Örnek 3: Bakıyorum da sadece kardeşine diş geçirebiliyorsun.
Diş gıcırdatmak deyiminin anlamı
* Öfkesini davranışlarıyla göstermek.
* Kızgınlığını, kötülük yapmaya hazırlandığını davranışlarıyla, durumuyla göstermek.
* Bilerek veya bilmeyerek dişlerini birbirine sürtüp gıcırtı çıkarmak.
Örnek: Dediğini yaptıramayınca diş gıcırdatmaya başladı.
Örnek 2: Uykusunda diş gıcırdatmasından rahatsız olmaya başladım.
Diş göstermek deyiminin anlamı
Güçlü olduğunu, saldırıya geçebileceğini durumuyla belli etmek, tehdit etmek.
Örnek: Biraz diş göstersen hemen yola geleceklerdir.
Dişe dokunmak deyiminin anlamı
İşe yarar olmak, önemli olmak, yerinde ve anlamlı olmak.
Örnek: Şöyle iki dişe dokunan, ciğere işleyen söz işitsem, şöyle tatlı, basit bir nağme duysam yok mu… (S. F. Abasıyanık)
Örnek 2: Eskicide dişe dokunur bir şey bulamadık.
Dişine göre deyiminin anlamı
* Gücünün yeteceği, altından kalkabileceği bir durumda.
* Uygun, kolay.
Örnek: Tam da dişime göre, onu yenebilirim.
Dişine vurmak deyiminin anlamı
* Isırmak, dişlemek.
* Değerini anlamak için kontrol etmek.
Örnek: Kelimeyi dişimize vurmuşuz, beğenmişiz, saklamışız.
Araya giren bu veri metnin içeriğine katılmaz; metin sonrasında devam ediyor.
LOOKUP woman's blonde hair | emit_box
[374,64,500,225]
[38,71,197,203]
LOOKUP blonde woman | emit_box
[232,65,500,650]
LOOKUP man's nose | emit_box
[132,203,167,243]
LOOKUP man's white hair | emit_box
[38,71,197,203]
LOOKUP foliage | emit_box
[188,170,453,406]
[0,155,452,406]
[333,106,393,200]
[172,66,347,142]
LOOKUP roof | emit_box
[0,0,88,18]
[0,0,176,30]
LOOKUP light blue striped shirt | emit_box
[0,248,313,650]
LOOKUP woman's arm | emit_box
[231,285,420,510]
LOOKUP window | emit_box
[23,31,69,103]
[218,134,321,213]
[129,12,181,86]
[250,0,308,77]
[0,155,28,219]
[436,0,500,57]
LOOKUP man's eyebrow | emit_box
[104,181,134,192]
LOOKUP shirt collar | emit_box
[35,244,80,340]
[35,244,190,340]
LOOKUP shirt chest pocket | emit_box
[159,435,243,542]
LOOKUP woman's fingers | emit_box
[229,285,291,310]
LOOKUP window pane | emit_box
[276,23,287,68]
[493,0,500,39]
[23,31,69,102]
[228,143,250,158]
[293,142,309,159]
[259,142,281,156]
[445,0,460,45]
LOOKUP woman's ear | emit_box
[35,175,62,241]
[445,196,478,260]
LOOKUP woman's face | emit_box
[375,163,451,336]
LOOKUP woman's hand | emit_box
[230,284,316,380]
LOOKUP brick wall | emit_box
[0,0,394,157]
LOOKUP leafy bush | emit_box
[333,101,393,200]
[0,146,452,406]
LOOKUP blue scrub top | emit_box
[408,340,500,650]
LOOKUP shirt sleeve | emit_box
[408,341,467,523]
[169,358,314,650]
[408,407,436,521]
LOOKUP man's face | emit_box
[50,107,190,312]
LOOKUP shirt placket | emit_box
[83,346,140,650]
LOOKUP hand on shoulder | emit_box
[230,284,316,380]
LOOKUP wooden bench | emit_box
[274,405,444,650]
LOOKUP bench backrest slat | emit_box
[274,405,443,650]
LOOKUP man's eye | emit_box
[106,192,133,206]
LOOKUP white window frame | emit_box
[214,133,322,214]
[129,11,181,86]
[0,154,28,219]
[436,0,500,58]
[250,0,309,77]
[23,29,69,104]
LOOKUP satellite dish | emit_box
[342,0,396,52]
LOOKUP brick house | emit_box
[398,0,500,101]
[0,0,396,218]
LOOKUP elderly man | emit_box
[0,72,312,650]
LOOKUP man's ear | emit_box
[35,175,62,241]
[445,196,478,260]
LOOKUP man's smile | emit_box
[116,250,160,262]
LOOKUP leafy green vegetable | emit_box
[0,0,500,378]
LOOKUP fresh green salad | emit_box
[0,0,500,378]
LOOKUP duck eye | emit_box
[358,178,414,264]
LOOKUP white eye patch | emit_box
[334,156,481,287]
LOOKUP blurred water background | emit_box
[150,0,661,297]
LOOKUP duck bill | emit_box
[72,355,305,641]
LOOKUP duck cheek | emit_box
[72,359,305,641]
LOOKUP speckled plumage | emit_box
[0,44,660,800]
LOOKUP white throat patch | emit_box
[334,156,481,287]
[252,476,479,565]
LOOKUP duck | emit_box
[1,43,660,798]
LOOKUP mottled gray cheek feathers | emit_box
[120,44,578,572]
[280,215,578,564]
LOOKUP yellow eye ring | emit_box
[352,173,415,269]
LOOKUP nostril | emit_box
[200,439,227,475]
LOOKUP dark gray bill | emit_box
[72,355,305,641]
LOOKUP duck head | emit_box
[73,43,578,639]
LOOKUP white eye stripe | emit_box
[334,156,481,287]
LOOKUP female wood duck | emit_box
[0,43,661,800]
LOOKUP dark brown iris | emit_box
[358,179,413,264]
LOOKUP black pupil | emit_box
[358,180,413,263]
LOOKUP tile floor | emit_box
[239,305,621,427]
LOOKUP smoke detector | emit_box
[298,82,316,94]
Benimsemişiz. (B. R. Eyuboğlu)
Dişini sıkmak deyiminin anlamı
Darlığa, sıkıntıya dayanmak, katlanmak:
Örnek: Hele biraz dişini sık, hepsi yoluna girer. (R. H. Karay)
Örnek 2: Biraz daha dişini sıkmalısın, inşallah yakında rahata kavuşacağız.
Dişini tırnağına takmak deyiminin anlamı
* Çok büyük güçlüklere, sıkıntılara katlanmak.
* Bütün gücünü kullanmak.
Örnek: Türk milleti İstiklal Savaşı”nda varlığını dişini tırnağına takarak göstermişti. (A. Erhat)
Örnek 2: Biz bu evi dişimizi tırnağımıza takarak yaptık, yıkmalarına izin vermeyeceğim!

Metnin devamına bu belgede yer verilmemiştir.